On Designing Energy-Efficient Heterogeneous Cloud Radio Access Networks

Abstract

Heterogeneous cloud radio access network (H-CRAN) promises higher energy efficiency (EE) than the conventional cellular networks by centralizing the baseband signal processing into the baseband unit (BBU) pool hosted by cloud computing platforms. Because of the difference between H-CRAN and conventional cellular networks, existing energy-efficient networking mechanisms designed for conventional cellular networks cannot fully leverage H-CRAN in terms of reducing the network energy consumption. In this paper, we bridge this gap by proposing a radio resource management scheme to optimize the network EE (NEE) of H-CRAN. We develop a network energy consumption model that characterizes the energy consumption of radio access points, fronthaul, and the BBU pool in H-CRAN. Based on the network energy consumption model, we formulate the NEE optimization problem with the consideration of the capacity constrained fronthaul.

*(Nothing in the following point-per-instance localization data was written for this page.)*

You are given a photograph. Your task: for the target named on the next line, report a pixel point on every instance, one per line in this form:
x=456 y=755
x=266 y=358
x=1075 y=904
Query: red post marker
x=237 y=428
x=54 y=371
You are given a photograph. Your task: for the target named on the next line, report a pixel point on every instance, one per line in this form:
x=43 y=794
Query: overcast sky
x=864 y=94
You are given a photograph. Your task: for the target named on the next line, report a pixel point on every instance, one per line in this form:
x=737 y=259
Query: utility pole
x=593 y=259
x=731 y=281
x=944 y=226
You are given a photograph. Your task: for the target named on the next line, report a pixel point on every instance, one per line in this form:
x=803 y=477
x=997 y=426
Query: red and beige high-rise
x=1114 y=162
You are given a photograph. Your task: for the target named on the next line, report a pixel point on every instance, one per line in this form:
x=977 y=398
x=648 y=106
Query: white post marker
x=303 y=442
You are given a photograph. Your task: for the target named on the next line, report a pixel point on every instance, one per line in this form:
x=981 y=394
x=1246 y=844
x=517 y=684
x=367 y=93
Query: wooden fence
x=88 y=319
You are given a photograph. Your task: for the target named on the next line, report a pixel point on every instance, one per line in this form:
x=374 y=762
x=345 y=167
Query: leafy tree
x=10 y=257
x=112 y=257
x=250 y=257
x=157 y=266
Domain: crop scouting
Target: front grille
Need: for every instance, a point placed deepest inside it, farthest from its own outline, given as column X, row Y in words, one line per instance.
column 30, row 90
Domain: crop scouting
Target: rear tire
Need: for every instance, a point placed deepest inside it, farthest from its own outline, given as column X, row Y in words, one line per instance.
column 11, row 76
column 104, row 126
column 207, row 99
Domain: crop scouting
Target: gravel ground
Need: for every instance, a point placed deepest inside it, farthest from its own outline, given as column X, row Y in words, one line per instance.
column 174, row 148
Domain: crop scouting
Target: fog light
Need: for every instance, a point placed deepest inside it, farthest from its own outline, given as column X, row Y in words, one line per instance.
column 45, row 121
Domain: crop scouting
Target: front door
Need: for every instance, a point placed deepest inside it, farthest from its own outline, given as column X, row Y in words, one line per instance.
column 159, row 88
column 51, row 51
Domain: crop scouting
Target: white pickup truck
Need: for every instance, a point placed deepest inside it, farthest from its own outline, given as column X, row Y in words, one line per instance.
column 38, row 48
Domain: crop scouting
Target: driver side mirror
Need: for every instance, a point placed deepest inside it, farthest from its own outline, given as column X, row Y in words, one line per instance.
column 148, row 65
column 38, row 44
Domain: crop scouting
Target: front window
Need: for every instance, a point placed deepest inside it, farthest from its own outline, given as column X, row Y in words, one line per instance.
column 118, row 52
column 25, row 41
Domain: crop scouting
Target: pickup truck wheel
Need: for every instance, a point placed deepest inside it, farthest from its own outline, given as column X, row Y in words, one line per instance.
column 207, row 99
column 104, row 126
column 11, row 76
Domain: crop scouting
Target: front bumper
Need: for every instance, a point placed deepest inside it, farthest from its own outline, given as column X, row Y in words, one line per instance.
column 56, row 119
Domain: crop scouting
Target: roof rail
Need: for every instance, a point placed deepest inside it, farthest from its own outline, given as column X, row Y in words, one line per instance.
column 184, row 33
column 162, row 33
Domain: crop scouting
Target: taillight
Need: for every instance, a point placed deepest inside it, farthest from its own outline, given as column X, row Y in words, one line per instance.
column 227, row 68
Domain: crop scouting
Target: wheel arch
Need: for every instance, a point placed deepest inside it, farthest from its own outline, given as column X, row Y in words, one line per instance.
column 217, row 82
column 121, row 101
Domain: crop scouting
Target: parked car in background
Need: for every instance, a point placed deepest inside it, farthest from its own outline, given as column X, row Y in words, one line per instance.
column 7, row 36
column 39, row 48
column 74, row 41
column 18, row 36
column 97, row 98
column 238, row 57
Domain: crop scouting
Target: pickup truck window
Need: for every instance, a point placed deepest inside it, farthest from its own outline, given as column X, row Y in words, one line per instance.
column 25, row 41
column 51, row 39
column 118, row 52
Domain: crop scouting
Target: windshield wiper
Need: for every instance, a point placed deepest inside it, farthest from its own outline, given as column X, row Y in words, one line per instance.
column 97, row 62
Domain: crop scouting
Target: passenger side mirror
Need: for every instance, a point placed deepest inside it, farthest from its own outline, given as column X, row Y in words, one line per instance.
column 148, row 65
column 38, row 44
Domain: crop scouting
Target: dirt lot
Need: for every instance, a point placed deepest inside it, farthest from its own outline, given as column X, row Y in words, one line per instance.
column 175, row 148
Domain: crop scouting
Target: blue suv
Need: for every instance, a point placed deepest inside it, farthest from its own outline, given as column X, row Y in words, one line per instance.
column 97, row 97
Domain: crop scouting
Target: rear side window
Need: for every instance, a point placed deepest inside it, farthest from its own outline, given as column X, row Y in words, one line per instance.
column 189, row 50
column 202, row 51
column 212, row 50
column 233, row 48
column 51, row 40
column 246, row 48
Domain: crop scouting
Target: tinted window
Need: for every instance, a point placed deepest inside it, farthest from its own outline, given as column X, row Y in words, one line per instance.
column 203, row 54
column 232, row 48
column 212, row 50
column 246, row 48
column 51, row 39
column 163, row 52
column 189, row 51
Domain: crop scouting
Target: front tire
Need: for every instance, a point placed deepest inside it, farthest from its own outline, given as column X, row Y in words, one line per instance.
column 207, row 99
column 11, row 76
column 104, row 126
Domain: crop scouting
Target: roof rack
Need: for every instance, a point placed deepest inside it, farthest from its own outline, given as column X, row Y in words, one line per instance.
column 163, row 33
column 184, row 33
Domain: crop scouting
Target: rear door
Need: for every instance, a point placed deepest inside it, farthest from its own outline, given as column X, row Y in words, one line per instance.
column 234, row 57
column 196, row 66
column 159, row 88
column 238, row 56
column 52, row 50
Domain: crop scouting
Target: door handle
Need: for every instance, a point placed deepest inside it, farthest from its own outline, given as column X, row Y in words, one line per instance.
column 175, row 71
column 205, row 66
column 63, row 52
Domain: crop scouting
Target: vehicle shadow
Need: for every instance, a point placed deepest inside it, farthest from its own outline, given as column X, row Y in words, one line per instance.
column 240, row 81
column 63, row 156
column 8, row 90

The NEE optimization problem is a mixed integer non-linear programming problem. We propose the H-CRAN energy-efficient radio resource management (HERM) algorithm to solve the NEE optimization problem efficiently. Various properties of the proposed solution are derived and extensive simulations are conducted. The simulation results show that the HERM algorithm significantly improves the NEE of H-CRAN. As compared with a baseline algorithm in which the radio resource management is not optimized, HERM boosts the NEE by 59% under the dynamic network traffic. As compared to an energy-efficient radio resource allocation (ERA) algorithm which does not optimize the energy consumption of the BBU pool, the NEE of H-CRAN achieved by the HERM algorithm is up to 51% better than that by the ERA algorithm with network traffic dynamics.